La cumbre de la OTAN en La Haya, que apuntaba a cerrarse con cierta calma diplomática pese a las tensiones y diferencias latentes entre varios de sus miembros, terminó el miércoles con una amenaza sin precedentes en el seno de la Alianza Atlántica. Donald Trump, presidente de Estados Unidos, amagó públicamente con penalizar a España por no comprometerse a destinar el 5% de su PIB al gasto militar. Y lo hará, dejó entrever, a través del comercio, una de las estrategias favoritas del republicano. Aunque no habló específicamente de aranceles, su advertencia apunta a una fórmula de sobra conocida: imponer tarifas selectivas a productos específicos con gran peso en el mercado exportador español, como ya hizo en su primera legislatura con la aceituna. “Van a pagar el doble”, sentenció Trump, en referencia no al presupuesto de defensa, sino a la factura que, según él, llegará por la vía comercial.
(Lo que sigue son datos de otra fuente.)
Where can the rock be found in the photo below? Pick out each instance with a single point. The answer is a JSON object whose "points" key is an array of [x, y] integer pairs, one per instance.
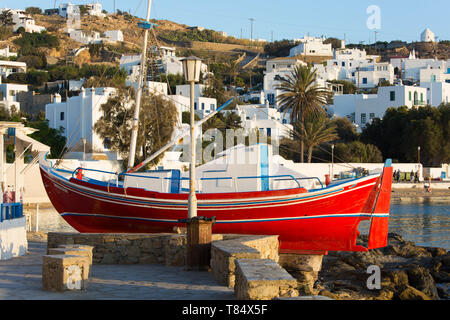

Lo que comenzó como una discrepancia presupuestaria por la cantidad de recursos que cada país destina a defensa ha derivado en un choque frontal y personalista entre líderes, con Trump lanzando acusaciones y advertencias directas al presidente del Gobierno, Pedro Sánchez. “Es el único que se niega a pagar. Vamos a hacer que paguen el doble, pero de otra manera”, dijo, visiblemente molesto, en una rueda de prensa al cierre de la cumbre. “La economía española va muy bien, pero podría verse arrasada si algo ocurre”, sentenció con tono fanfarrón.